Just What Was Regency Dress?


Having opened that nutshell, I don’t have the room for too many details. But as I was perusing two books this morning–one being REGENCY ETIQUETTE, The Mirror of Graces (1811) and THE FEMALE INSTRUCTOR (1831) it came home to me that there were prissy attitudes in dress and other attitudes in dress.

Regency affectionados sometimes believe there was just one way that things were–but most of us know that wasn’t so. Not to repeat myself (I may have said something along these lines before) but in the 60’s we did not wear Jackie Kennedy’s neat jacketed suits and pillbox hats, any more than we all wore mini-dresses in huge geometric prints. Or prairie dresses with flowers in our hair.

The lady (I assume both were ladies) author of REGENCY ETTIQUETTE had some amusing comments (not intending to be amusing, naturally). Here is one, regarding stays and corsets:

A vile taste in the contriver, and as stupid an approval by a large majority of women, have brought this monstrous distortion into a kind of fashion; and in consequence we see, in eight women out of ten, the hips squeezed into a circumference little more than the waist; and the bosom shoved up to the chin, making a sort of fleshy shelf, disgusting to the beholders, and certainly most incommodious to the bearer.

 

She has much to say on the subject of corsets, and also on the subject of a lady who, “of her own choice, ‘unveils her beauties to the sun and the moon.'” All of this suggests that there were ladies who wore stays and those who didn’t, and ladies who bared themselves in one way or the other–by means of low necklines or filmy material–and those who did not. Also, interestingly enough, the pictures published in this volume did not show examples of those you normally saw in women’s fashion publications in that year. The waistlines, for one, were almost at the normal waist and not high at all. (See the b & w scan above).

The authoress of the 1834 volume has a similar opinion as the first. Immodesty and excess of dress are to be avoided, in her opinion, and “…do not be fools in order to be belles. Above all things consider decency and ease; never expose nor torture nature.” She also reiterated the first authoress’ opinion that one should dress appropriately to one’s station.
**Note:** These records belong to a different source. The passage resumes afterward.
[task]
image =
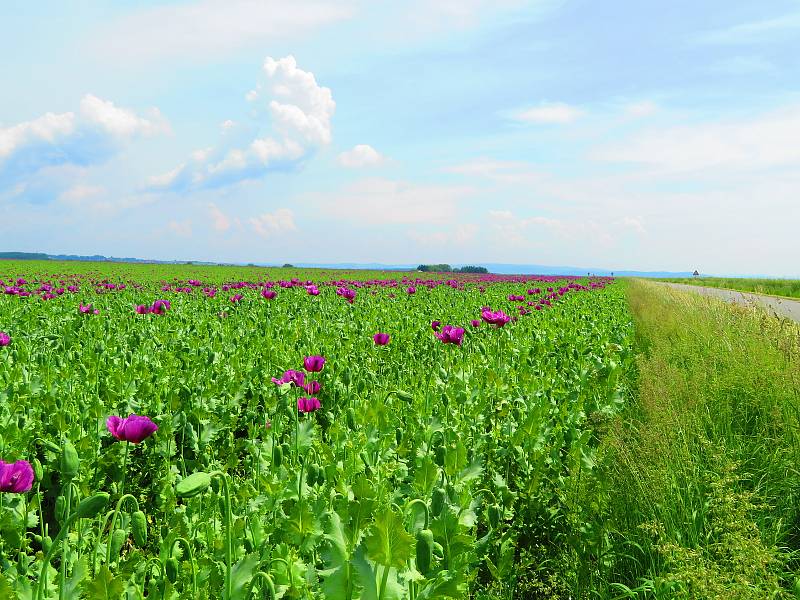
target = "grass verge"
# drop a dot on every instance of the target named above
(784, 288)
(705, 463)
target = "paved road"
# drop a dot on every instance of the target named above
(780, 307)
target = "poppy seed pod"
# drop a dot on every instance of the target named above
(171, 568)
(437, 502)
(117, 541)
(193, 485)
(92, 506)
(70, 463)
(139, 528)
(424, 551)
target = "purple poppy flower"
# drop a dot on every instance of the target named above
(307, 405)
(451, 335)
(160, 307)
(17, 477)
(313, 364)
(312, 387)
(291, 376)
(133, 428)
(498, 318)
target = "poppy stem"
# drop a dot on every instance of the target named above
(67, 523)
(124, 469)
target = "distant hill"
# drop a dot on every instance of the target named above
(498, 268)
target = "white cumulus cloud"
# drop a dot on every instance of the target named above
(269, 224)
(89, 136)
(300, 111)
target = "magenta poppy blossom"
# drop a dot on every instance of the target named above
(451, 335)
(160, 307)
(498, 318)
(313, 364)
(291, 376)
(133, 428)
(17, 477)
(307, 405)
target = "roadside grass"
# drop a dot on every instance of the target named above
(788, 288)
(705, 463)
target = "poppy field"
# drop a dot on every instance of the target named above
(224, 432)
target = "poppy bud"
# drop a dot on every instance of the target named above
(437, 502)
(494, 516)
(61, 509)
(311, 475)
(70, 463)
(92, 506)
(424, 551)
(439, 455)
(193, 485)
(171, 567)
(139, 528)
(117, 540)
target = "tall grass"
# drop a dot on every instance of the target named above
(774, 287)
(704, 466)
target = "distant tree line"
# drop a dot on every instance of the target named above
(445, 268)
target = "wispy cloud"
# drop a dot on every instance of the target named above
(378, 201)
(360, 156)
(196, 31)
(766, 140)
(501, 171)
(548, 113)
(270, 224)
(754, 32)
It seems that even in 1811 there were concerns about girls of “plebian classes” dressing above their station.

The second scan is from Costume Parisienne of 1811.

The third is from Ackerman’s of that year (a mourning gown); the fourth is from Acerman’s, 1810, a ball gown.

Finally, the last lady is from Ackerman’s of 1812. I could not tell you which are the cit’s daughters and which are the peers!